The watch takes its name from a pocket watch in AP’s museum that at its time was the world’s most complicated timepiece. But to me, the RD#4 is destined to be one of horology’s most seismic achievements. At 42mm in diameter and just over 15mm in thickness, it’s about the same size as the classic Royal Oak Offshore created in 1993, so it’s extremely wearable and comfortable. Much of this has to do with the movement’s construction, which features the split-seconds mechanism recessed into the bearing assembly for the semi-peripheral rotor. It has built into it a safety mechanism that prevents you from making mistakes such as pulling out the crown when the watch is chiming, and has the most extraordinary and intuitive perpetual-calendar system I’ve ever used. To set it, you simply pull the crown out to position 2 to adjust the grande date backwards or forwards. You set the day of the week with the WD pusher on the left side. You turn the pusher at four o’clock to set the month backwards or forwards, and the two-digit year indicator will follow backwards and forwards as well. Another pusher on the left sets the moonphase.

In white gold with black galvanic dial
In white gold with openworked dial
In white gold with opaline beige dial
In pink gold with openworked dial

I cannot overstate how incredibly easy it is to set all the indications. To set the sonnerie to grande, petite or silent, you simply turn the pusher at two o’clock. The flyback split-seconds chronograph is operated with the two pushers and the split button recessed into the crown. Interestingly, APR&P’s old coiled reset lever spring has been replaced with a traditional spring bar.
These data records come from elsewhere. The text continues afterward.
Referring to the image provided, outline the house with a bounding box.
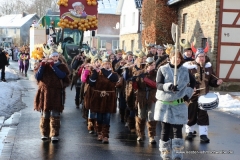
[83,1,120,53]
[118,0,143,52]
[167,0,240,90]
[0,13,39,46]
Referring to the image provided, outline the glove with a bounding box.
[40,61,45,66]
[183,95,189,101]
[169,84,179,91]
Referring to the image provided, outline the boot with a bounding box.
[128,117,136,133]
[87,118,96,134]
[147,121,157,144]
[96,123,103,141]
[135,117,146,141]
[39,117,50,140]
[101,124,110,144]
[159,139,171,160]
[185,124,193,140]
[172,138,184,160]
[199,125,209,143]
[50,117,61,142]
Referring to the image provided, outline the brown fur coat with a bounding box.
[34,62,70,112]
[89,73,117,113]
[135,69,157,109]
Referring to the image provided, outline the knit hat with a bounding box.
[195,48,205,58]
[49,51,59,58]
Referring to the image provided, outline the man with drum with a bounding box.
[183,46,223,143]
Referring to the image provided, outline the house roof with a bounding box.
[134,0,143,9]
[0,14,37,28]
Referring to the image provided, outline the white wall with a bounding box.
[120,0,139,35]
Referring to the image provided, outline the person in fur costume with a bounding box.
[123,50,147,134]
[154,51,195,160]
[34,50,70,142]
[133,56,158,144]
[88,56,119,144]
[183,47,223,143]
[84,56,101,134]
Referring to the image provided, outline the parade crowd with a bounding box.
[2,40,222,160]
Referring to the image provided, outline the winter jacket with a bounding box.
[0,51,8,68]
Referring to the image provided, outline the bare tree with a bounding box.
[0,1,15,15]
[51,0,60,12]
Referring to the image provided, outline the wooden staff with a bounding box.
[174,25,178,86]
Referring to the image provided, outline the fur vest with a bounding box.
[34,63,70,112]
[183,61,219,101]
[154,63,193,124]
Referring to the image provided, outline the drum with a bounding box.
[198,93,219,110]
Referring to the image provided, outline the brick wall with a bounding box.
[97,14,120,35]
[177,0,221,72]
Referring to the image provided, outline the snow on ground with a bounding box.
[216,92,240,116]
[0,67,25,120]
[0,66,20,80]
[0,81,25,119]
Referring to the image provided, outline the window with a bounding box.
[123,15,126,27]
[101,40,106,48]
[132,12,135,26]
[181,39,185,53]
[202,38,207,48]
[182,13,187,33]
[112,40,119,50]
[131,40,134,52]
[122,40,125,50]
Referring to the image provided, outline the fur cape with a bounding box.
[34,62,70,113]
[154,63,193,125]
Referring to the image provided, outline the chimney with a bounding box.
[22,11,28,17]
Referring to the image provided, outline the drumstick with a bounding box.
[211,74,224,83]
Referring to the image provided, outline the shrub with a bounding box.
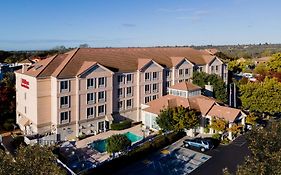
[111,120,132,130]
[204,127,210,133]
[212,133,221,140]
[3,122,13,131]
[11,136,24,148]
[78,133,87,140]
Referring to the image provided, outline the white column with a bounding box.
[228,123,233,140]
[136,70,140,122]
[171,67,175,85]
[75,77,80,137]
[209,116,214,134]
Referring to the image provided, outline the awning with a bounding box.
[105,115,114,121]
[18,117,30,127]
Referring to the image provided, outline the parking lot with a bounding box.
[114,135,250,175]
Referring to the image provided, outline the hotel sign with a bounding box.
[21,78,29,89]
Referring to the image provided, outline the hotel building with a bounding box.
[15,47,228,140]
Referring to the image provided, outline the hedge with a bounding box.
[111,120,132,130]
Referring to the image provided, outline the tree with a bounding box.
[224,121,281,175]
[267,53,281,72]
[79,44,90,48]
[156,106,200,132]
[156,108,175,132]
[245,113,258,125]
[193,72,228,103]
[240,77,281,115]
[172,106,200,131]
[209,117,227,132]
[0,145,66,175]
[106,134,131,153]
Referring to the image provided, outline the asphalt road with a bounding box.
[114,135,250,175]
[191,135,250,175]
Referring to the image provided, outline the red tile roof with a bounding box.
[19,47,220,78]
[143,94,242,122]
[169,82,202,91]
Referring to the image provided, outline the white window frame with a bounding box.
[60,111,70,124]
[98,91,106,103]
[87,78,95,89]
[87,107,95,118]
[60,80,69,92]
[60,96,70,108]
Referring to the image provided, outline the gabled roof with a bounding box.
[19,47,224,78]
[144,95,190,115]
[138,58,152,70]
[143,93,242,122]
[169,82,202,91]
[76,61,97,76]
[206,105,242,122]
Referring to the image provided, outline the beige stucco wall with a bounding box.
[15,72,38,134]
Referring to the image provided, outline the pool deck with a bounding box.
[76,124,145,149]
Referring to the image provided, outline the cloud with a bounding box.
[122,23,136,27]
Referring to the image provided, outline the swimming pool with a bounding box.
[90,132,143,153]
[124,132,143,143]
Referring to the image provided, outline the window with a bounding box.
[24,93,27,100]
[166,70,171,78]
[98,105,106,116]
[117,75,123,84]
[145,96,150,103]
[98,77,106,87]
[87,93,95,104]
[145,72,150,81]
[60,111,70,124]
[87,78,95,89]
[127,87,132,96]
[87,107,95,118]
[152,83,158,92]
[198,67,203,72]
[126,99,132,108]
[216,65,219,71]
[118,88,123,98]
[60,96,69,108]
[211,66,214,72]
[179,69,183,77]
[152,95,158,100]
[98,91,106,102]
[166,81,171,88]
[60,81,69,92]
[185,69,189,75]
[179,79,183,82]
[145,84,150,94]
[24,106,27,114]
[127,74,133,83]
[152,72,158,80]
[118,101,123,110]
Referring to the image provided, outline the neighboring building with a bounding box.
[253,56,270,65]
[142,82,246,140]
[0,63,21,81]
[15,47,228,140]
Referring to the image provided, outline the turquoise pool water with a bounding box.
[90,132,143,153]
[124,132,143,143]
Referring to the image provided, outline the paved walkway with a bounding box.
[76,124,144,148]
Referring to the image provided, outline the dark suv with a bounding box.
[183,138,214,152]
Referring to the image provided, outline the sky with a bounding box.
[0,0,281,50]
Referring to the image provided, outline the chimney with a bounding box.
[21,64,28,73]
[204,82,214,97]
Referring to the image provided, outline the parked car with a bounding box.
[183,138,214,152]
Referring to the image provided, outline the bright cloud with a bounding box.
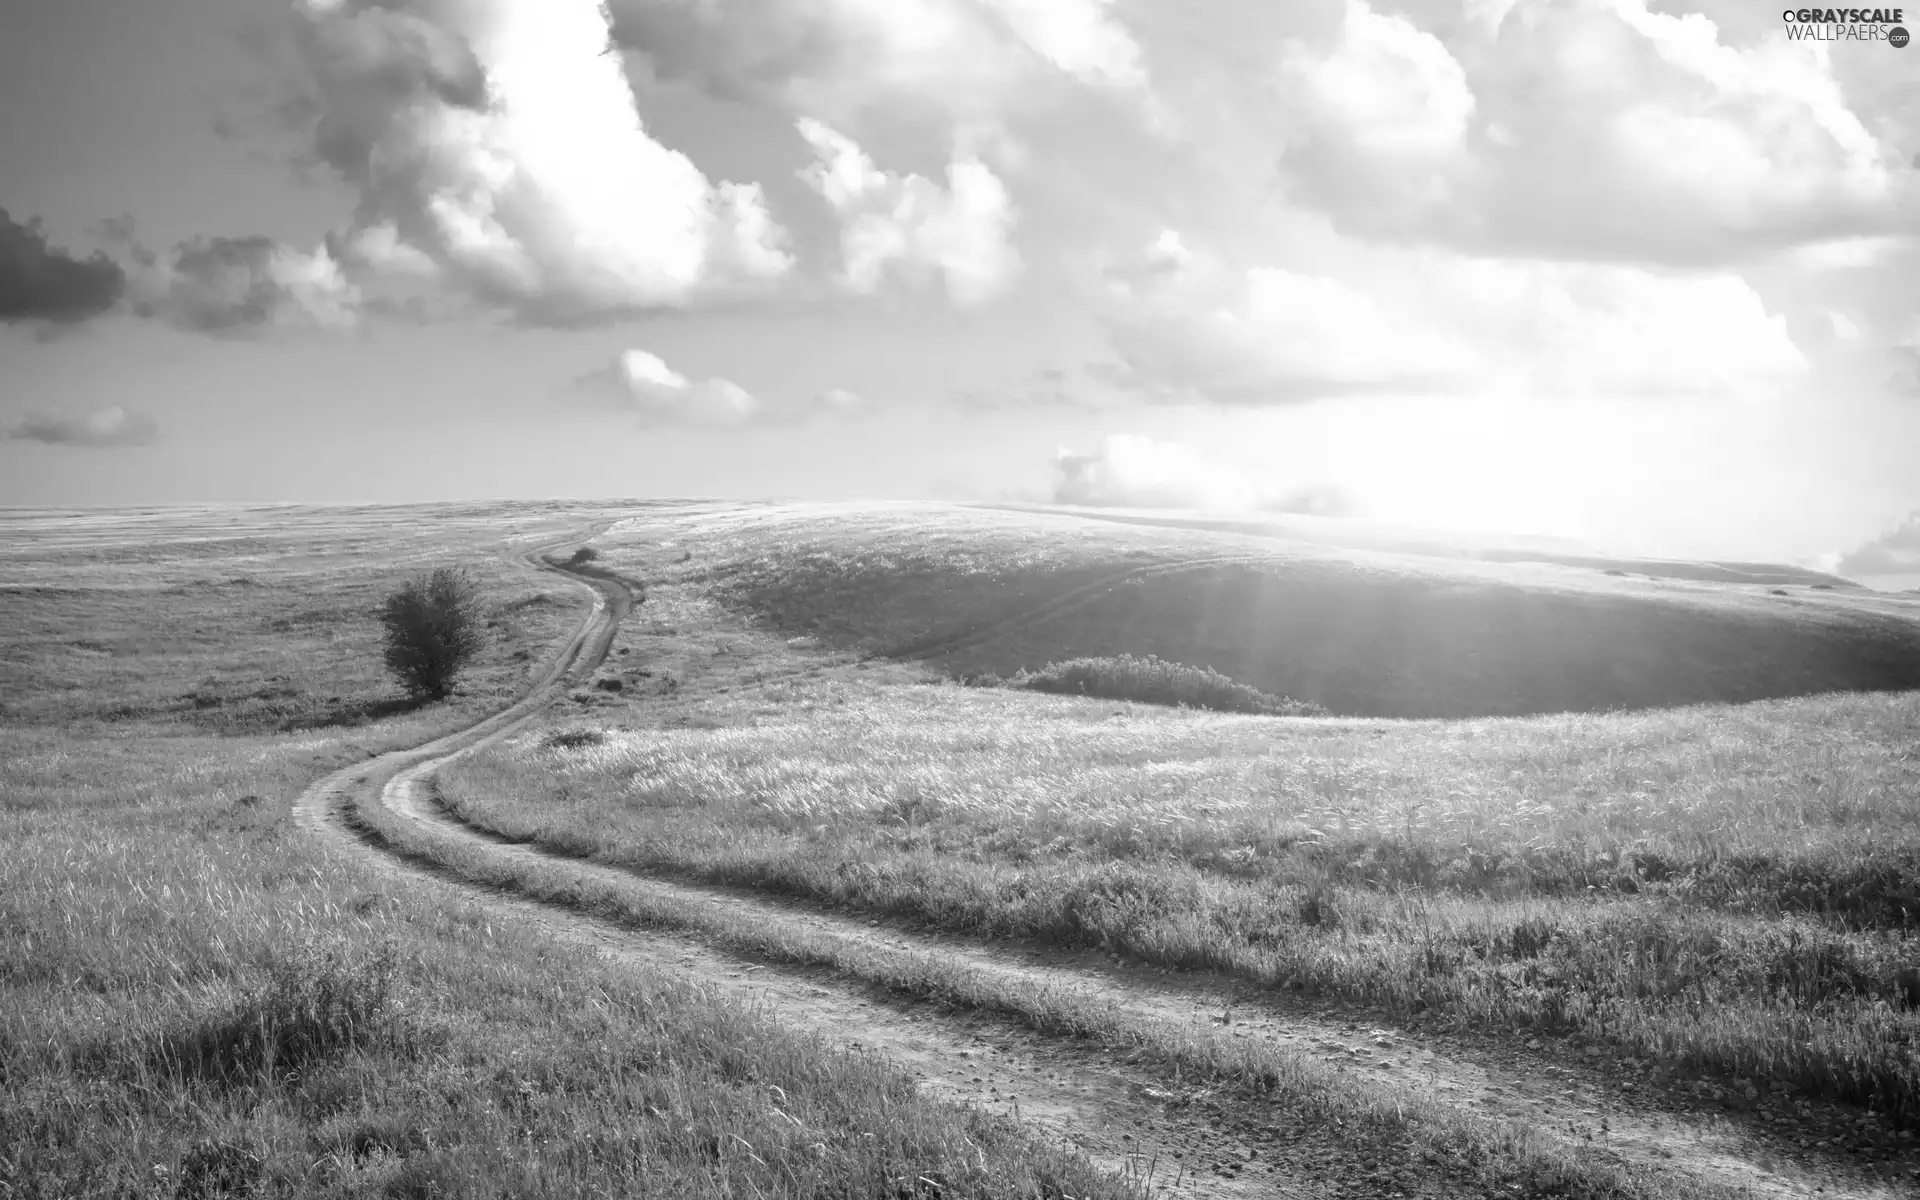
[584,349,762,427]
[1275,0,1911,264]
[797,119,1021,305]
[1280,1,1474,158]
[292,0,791,326]
[1097,228,1806,403]
[573,353,883,427]
[976,0,1147,92]
[1054,434,1346,513]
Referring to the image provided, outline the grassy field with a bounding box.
[695,503,1920,718]
[436,503,1920,1128]
[0,504,1127,1199]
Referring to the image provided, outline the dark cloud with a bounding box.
[6,406,158,448]
[0,209,127,325]
[130,235,358,334]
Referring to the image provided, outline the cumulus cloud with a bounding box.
[0,209,126,325]
[129,236,359,333]
[1053,434,1348,514]
[606,0,1149,127]
[1274,0,1911,264]
[6,406,158,448]
[797,119,1021,305]
[1836,513,1920,577]
[571,352,885,427]
[577,349,762,427]
[1097,228,1806,403]
[289,0,791,326]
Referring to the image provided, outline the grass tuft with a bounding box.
[153,934,399,1086]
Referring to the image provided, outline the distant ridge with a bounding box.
[978,503,1858,589]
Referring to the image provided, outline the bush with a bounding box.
[566,547,598,566]
[378,567,484,701]
[542,727,606,750]
[1013,654,1325,716]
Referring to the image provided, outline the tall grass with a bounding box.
[439,676,1920,1121]
[698,509,1920,717]
[1,506,1129,1199]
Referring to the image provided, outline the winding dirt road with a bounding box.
[294,529,1913,1200]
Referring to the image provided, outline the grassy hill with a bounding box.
[706,503,1920,718]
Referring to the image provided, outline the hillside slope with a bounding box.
[707,504,1920,718]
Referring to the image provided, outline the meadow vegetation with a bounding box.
[436,504,1920,1133]
[700,504,1920,718]
[1,504,1124,1199]
[1002,653,1325,715]
[442,680,1920,1121]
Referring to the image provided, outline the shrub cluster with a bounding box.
[542,727,606,750]
[377,567,484,701]
[1011,654,1325,716]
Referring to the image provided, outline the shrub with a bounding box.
[377,567,484,701]
[566,547,599,566]
[1013,654,1325,716]
[542,727,605,749]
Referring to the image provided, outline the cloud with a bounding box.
[1836,512,1920,577]
[571,352,885,427]
[0,209,126,325]
[1280,0,1474,159]
[1096,228,1806,404]
[811,387,875,417]
[6,406,158,448]
[1053,434,1348,513]
[1273,0,1911,265]
[606,0,1149,128]
[577,349,763,427]
[129,236,360,333]
[796,119,1021,305]
[288,0,792,326]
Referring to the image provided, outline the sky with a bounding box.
[1,0,1917,569]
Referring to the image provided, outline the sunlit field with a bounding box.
[437,503,1920,1129]
[0,504,1124,1199]
[695,503,1920,718]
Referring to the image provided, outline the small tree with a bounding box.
[378,567,484,701]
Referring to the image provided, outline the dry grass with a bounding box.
[435,503,1920,1126]
[1,503,1127,1200]
[695,503,1920,718]
[443,680,1920,1119]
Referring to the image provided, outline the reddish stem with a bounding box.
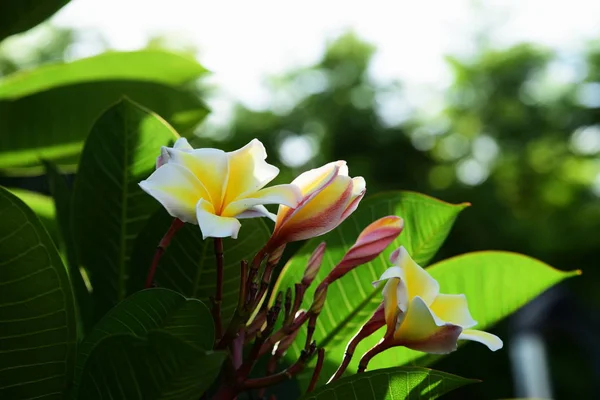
[259,310,310,357]
[357,338,392,373]
[144,218,184,288]
[307,348,325,393]
[213,238,224,340]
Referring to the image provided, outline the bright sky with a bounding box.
[51,0,600,111]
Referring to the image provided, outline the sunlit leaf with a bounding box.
[0,51,208,174]
[72,99,178,319]
[340,251,581,375]
[271,191,467,385]
[5,187,58,241]
[301,367,476,400]
[0,187,76,399]
[77,331,225,400]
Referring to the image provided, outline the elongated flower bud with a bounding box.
[302,242,326,286]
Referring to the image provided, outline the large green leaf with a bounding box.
[44,161,93,336]
[0,50,207,100]
[129,208,271,321]
[0,186,76,399]
[77,331,226,400]
[72,99,179,319]
[73,288,213,393]
[301,367,476,400]
[0,51,208,174]
[0,0,70,41]
[6,187,59,241]
[272,192,467,360]
[340,251,580,375]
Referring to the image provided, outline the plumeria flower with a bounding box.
[266,161,365,249]
[374,246,503,354]
[140,138,302,239]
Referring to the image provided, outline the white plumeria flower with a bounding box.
[140,138,302,239]
[373,246,503,354]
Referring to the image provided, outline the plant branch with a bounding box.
[213,237,224,340]
[144,218,183,288]
[307,348,325,393]
[357,338,392,373]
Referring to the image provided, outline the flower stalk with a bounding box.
[144,218,184,288]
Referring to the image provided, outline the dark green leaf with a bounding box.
[5,187,59,242]
[77,331,226,400]
[73,288,214,392]
[0,186,76,399]
[272,191,467,367]
[302,367,476,400]
[0,0,70,41]
[129,208,271,321]
[72,99,179,318]
[0,51,208,174]
[44,160,93,336]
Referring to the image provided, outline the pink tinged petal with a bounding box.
[429,294,478,328]
[336,216,403,271]
[196,199,241,239]
[167,148,229,211]
[235,205,276,221]
[273,175,353,244]
[156,146,170,169]
[393,296,462,354]
[275,162,342,227]
[221,184,302,218]
[459,329,503,351]
[340,176,366,221]
[223,139,280,204]
[395,246,440,307]
[139,163,210,224]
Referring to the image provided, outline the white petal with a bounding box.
[173,137,193,150]
[222,184,302,218]
[223,139,280,203]
[429,294,478,328]
[291,161,344,195]
[139,163,209,224]
[372,266,404,288]
[459,329,503,351]
[236,205,277,221]
[196,199,241,239]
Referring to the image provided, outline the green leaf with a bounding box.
[0,50,207,100]
[5,187,59,241]
[341,252,581,375]
[44,160,93,336]
[272,192,467,363]
[301,367,476,400]
[0,51,208,174]
[129,208,271,321]
[78,331,226,400]
[0,0,70,41]
[72,99,179,318]
[73,288,214,393]
[0,186,76,399]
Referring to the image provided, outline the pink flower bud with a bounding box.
[310,284,328,315]
[325,216,404,284]
[302,242,326,286]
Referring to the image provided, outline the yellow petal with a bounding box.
[195,199,241,239]
[235,205,276,221]
[392,246,439,308]
[382,278,401,334]
[167,148,229,212]
[429,294,477,328]
[139,163,210,224]
[394,296,462,354]
[223,139,279,205]
[221,184,301,218]
[459,329,503,351]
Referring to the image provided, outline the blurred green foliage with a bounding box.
[2,21,598,399]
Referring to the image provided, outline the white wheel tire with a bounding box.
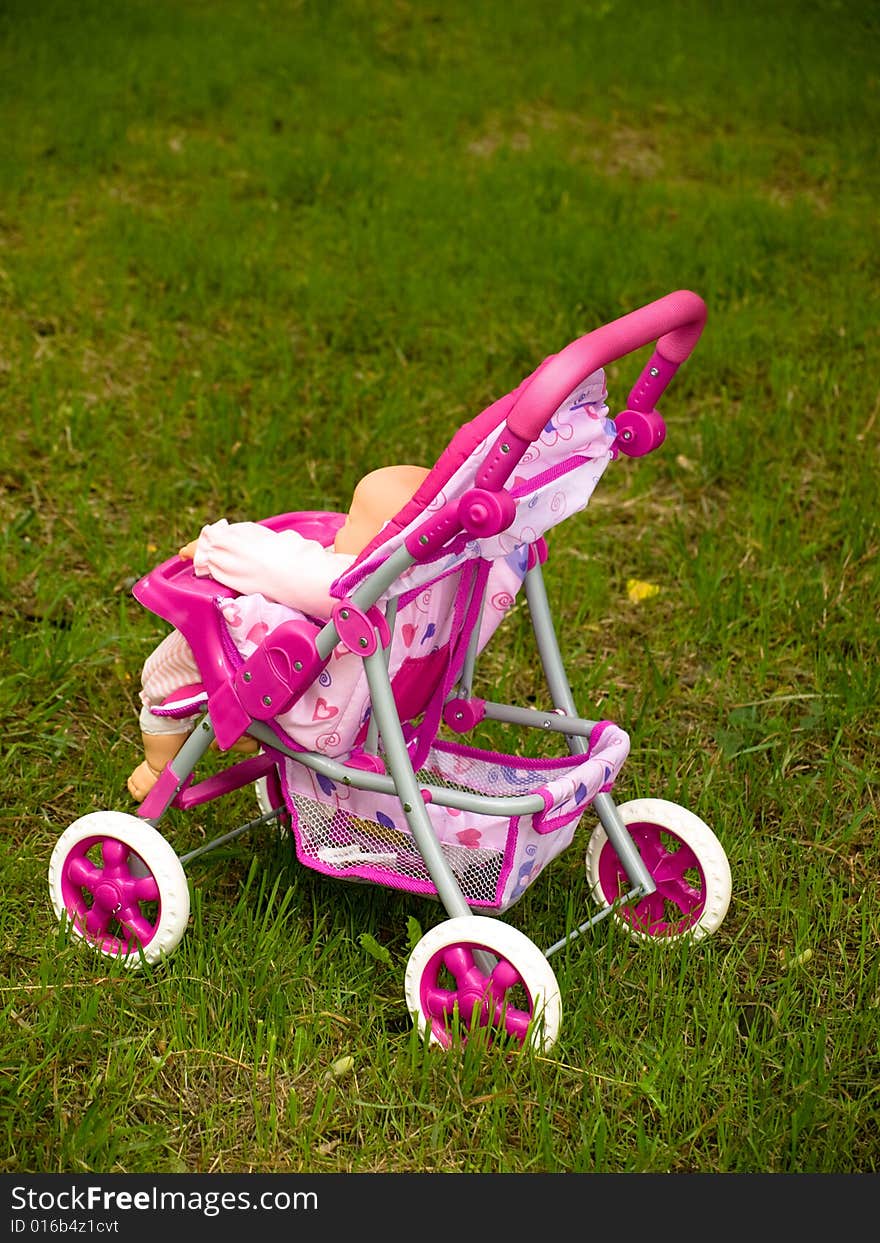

There is no need for an isolator because the underlying torque of the movement is adequate to overcome any potential rattrapante drag (drop in amplitude when the split-seconds brake is deployed).

On the subject of power, I asked Papi, “What if it’s midnight at the end of the year, when all calendar information is changing and the grande sonnerie is striking, and I activate the split-seconds brake then?” His reply was, “Good question. The watch has sufficient power to ensure full operation of all functions even in that scenario. The secret is the high-amplitude flying tourbillon we brought over from the RD#3. A normal balance has an amplitude of 330 degrees. Here our balance has an amplitude of over 360 degrees. We accomplished this by designing a new escapement. The result is perfect stability even in this extreme scenario. The watch simply works”

“We decided on a grande sonnerie because this would allow us to use a pusher to activate the minute repeater instead of a slide,” added Papi. “This meant we could waterproof the button and the whole watch. Because of our Supersonnerie technology with our soundboard, even through the watch is water resistant to 20 meters, sound is not affected in any way. This is really a grande complication you can swim in and even play golf with, because we’ve optimized the stability and robustness of every detail.”

Olivia Crouan, AP’s Chief Brand Officer, says, “This is really the future for all complicated watches at Audemars Piguet. We want to continue to create the most extraordinary complications, but also have them be the most user-friendly, reliable and comfortable watches in the world.”

With the creation of the Code 11:59 Universelle, it appears that the Le Brassus manufacture is already well on the way to achieving this very admirable goal.